Those among you who, like myself, indulge in narcissism in much the same manner Kirstey Alley indulges in five course meals will at some stage presumably have whittled away idle hours with the Which Actor Will Play Me in the Undoubtedly Scintillating Movie of My Life game. Personally, I’ve often pictured Richard E. Grant in the title role. The man is not Olivier, no, but Grant is a fine and entertaining character actor, specialising in parts that require a certain amount of eccentricity and/or sneering; perfect for a vehicle like Jon: The Bastard who Blogged, which would hardly demand Stanislavskian rigour from its lead. That said, when it comes to selecting writers and directors for my epic, three-part bio-pic, Grant wouldn’t even be in the top fifty.
Via the usual concerted effort of lies and double-dealing, I managed to wheedle my way into a preview screening of Wah Wah - both auto-biography and Grant’s first foray into directing - last week, and afterwards had the opportunity of listening to him briefly outline some of the structural and thematic choices he made for the film. This is an advantage which later audiences will sadly lack: in taking the time to justify his thought processes, Grant was charming, witty and eloquent – everything his film was not – and went a long way towards validating his decisions as director – which by itself Wah Wah sadly does not manage to achieve.
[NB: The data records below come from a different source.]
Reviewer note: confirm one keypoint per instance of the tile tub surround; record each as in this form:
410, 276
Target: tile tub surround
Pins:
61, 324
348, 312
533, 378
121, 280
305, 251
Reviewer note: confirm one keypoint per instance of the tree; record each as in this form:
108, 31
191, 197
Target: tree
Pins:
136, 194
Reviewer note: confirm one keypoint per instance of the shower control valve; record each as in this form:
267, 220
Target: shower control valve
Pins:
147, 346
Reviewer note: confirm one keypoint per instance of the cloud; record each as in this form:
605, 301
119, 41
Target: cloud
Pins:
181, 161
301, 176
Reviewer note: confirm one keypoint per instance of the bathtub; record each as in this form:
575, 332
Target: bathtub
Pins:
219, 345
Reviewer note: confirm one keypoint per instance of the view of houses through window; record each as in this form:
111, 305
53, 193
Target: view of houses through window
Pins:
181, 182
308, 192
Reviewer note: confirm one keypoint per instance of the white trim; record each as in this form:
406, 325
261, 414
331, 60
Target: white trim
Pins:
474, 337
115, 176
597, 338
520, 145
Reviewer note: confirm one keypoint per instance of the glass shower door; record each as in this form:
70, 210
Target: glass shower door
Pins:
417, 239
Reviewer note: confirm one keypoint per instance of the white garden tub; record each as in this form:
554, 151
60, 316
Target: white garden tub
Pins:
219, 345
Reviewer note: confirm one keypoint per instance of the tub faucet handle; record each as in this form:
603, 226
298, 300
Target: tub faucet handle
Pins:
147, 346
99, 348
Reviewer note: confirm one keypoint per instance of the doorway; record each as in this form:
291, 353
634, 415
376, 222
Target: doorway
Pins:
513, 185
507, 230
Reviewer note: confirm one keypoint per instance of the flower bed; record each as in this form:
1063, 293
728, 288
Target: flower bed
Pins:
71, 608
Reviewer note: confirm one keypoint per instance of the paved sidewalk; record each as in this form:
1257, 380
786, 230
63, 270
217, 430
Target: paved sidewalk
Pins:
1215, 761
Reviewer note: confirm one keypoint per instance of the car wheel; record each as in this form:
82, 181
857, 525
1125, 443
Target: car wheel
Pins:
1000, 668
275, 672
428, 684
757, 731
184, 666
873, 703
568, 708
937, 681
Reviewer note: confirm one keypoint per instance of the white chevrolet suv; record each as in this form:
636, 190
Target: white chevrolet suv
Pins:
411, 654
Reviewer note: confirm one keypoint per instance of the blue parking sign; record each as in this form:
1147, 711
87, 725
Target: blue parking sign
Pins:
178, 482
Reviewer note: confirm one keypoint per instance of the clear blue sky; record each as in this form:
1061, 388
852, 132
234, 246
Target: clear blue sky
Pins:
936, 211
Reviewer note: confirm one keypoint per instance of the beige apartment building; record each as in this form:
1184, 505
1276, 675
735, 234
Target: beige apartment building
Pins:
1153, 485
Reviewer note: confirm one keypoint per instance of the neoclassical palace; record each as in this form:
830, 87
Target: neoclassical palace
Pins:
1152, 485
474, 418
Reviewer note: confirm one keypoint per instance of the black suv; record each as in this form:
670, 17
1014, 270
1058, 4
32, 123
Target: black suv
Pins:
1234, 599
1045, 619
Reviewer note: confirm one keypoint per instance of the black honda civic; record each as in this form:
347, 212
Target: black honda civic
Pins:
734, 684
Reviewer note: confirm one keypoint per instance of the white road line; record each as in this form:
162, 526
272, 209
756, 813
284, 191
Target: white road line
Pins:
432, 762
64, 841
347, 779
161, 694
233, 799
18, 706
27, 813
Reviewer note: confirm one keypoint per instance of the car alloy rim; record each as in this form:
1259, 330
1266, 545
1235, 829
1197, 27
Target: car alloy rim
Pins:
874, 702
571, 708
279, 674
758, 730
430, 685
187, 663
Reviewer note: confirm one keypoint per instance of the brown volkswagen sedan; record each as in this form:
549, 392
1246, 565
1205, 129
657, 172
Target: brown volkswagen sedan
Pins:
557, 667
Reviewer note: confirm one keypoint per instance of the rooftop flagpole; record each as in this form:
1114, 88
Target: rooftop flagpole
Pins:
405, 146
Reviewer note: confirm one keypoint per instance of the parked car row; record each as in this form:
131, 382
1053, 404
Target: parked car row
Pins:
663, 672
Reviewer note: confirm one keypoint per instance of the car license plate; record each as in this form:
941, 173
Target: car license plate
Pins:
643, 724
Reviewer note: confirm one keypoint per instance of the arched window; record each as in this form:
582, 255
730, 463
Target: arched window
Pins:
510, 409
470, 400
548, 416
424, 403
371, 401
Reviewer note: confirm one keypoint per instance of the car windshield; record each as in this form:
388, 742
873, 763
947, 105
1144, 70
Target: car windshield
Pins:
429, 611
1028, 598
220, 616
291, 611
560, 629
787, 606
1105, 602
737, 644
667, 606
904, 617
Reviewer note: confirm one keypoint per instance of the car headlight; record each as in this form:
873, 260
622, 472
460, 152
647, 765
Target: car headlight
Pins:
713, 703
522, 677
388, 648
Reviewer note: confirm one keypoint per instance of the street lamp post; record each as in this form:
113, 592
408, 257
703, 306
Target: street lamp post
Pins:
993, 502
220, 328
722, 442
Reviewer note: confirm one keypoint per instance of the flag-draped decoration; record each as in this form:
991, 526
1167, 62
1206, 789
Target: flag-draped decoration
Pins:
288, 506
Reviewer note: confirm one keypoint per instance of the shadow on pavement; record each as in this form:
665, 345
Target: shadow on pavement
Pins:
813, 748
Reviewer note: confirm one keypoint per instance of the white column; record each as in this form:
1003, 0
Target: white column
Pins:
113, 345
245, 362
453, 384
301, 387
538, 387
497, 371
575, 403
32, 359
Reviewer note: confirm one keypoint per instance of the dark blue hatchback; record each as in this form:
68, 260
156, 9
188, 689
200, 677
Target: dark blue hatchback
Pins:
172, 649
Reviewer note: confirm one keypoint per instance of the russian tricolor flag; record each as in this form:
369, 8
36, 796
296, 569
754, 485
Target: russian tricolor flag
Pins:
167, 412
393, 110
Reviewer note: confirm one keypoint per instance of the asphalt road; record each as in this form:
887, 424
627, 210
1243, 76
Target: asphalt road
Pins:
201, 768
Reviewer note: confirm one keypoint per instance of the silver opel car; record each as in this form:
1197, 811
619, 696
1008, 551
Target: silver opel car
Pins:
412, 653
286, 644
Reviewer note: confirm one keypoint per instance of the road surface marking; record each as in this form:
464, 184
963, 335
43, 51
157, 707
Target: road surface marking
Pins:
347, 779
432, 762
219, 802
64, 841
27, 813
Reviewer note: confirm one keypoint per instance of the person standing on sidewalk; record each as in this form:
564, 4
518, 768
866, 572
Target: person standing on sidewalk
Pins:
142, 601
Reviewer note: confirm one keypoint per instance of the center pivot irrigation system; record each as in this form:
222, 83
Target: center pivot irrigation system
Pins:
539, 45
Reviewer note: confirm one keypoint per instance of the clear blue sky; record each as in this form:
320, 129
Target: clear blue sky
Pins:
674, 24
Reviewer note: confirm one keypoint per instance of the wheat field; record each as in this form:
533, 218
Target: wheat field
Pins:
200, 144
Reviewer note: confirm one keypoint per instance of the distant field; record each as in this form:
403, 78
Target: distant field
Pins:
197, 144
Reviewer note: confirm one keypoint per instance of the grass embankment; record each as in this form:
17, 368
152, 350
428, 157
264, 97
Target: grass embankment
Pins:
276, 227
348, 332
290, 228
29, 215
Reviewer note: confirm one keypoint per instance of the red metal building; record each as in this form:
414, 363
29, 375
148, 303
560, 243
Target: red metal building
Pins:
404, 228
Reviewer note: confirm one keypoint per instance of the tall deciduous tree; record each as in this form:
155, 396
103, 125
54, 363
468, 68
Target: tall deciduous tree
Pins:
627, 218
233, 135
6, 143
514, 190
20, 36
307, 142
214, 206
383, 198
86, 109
Set in Swaziland on the eve of national independence, Wah Wah details the events of the adolescent Richard E’s life and his relationship with his parents (go on, who can pick the subtle allegorical comparison?). But while all the rudiments of a suitably dramatic and potentially moving story are present – adulterous mother driven to extremes by loneliness, beloved father turning to booze and violence, socially isolated community of Brits desperately clinging to fleeting scraps of un-earned privilege, fledgling nation finding it’s feet, redemptive power of love, etc, etc – it becomes clear soon after the opening refrains of the sonorously pompous score and a couple of exceedingly traditional tracking shots of the (admittedly quite beautiful) Swazi landscape that what follows will be pedestrian fare.
Wah Wah’s problems, I think, are two-fold. Firstly and most obvious is Grant’s lack of experience as a director. As a debut effort, and one made for only seven million dollars, it’s certainly not bad, but it does lack flair. True, there's the occasional interesting camera angle or an Altman-esque dolly, but these jar with the formulaic set-ups used in the greater majority of shots, and distracts rather than working to sustain interest or emotional impact. More problematic, though, is the slavish adherence to fact as Grant remembers it: the truth can be a powerful thing, but often as not it doesn’t make for a particularly interesting story. While history has been embellished on a couple of times (the date of Swaziland’s independence, Princess Margaret’s visit, and a few other instances of too-convenient plot contrivances, for example) in order to strengthen the narrative, this happens all too little. Just because something actually happened does not necessarily make it worth showing. As a result, a lot of weight is given to fairly redundant scenes, characters, and plot elements, and the movie becomes bogged down in a series of painfully earnest sequences that never succeed in grasping the emotional potency they obviously aspire to.
Take for instance the scene in which Grant charms his way into a screening of the then x-rated A Clockwork Orange. Seeing Kubrick’s powerful opening shot of Malcolm McDowell evilly watching the audience watching him is clearly supposed to not only establish Grant’s burgeoning love of acting, but instil in him a sense of rebelliousness that allows him to challenge his father’s alcoholism and the stifling, hypocritical constraints of the white community. Unfortunately, this manifests itself in the next scene as Grant putting on droogie eyeshadow, getting high, and falling over. I’m sure it probably did happen, but it’s completely ineffectual in terms of the plot. Moreover, it unfortunately highlights the ironic similarities between Grant and McDowell, neither of whose careers really took off despite iconic first roles.
Despite the lacklustre direction, Wah Wah never fails through the strength of its acting, and full marks should go to Grant for assembling a uniformly solid, occasionally brilliant cast and garnering from them performances which go a long way in holding the movie together. Which it needs. And this is unfortunate, because whilst it couldn’t sustain my interest, I can fully appreciate the importance of the story to Grant himself, both as a personal experience and in the telling. Perhaps if he’d handed the project to a more experienced director the result would have been rather more successful, but in the end, although Wah Wah is not a shining example of auteur cinema, it possibly wasn’t meant to be anything more than catharsis - an aim in which I hope it succeeded.
As for my own bio-pic, if anyone can give me the Sophia Coppola’s phone number, I think she’d make a fine director for Jon: The Bastard Who Blogged... my life story needs that gentle yet wry touch. It will be a heartwarming tear-jerker, no lie, but shall not lack in verisimilitude. Which is why she'll obviously need to get Sam Raimi in to help co-ordinate the fight between the samurai and the giant squid, but I'm already in talks on that front.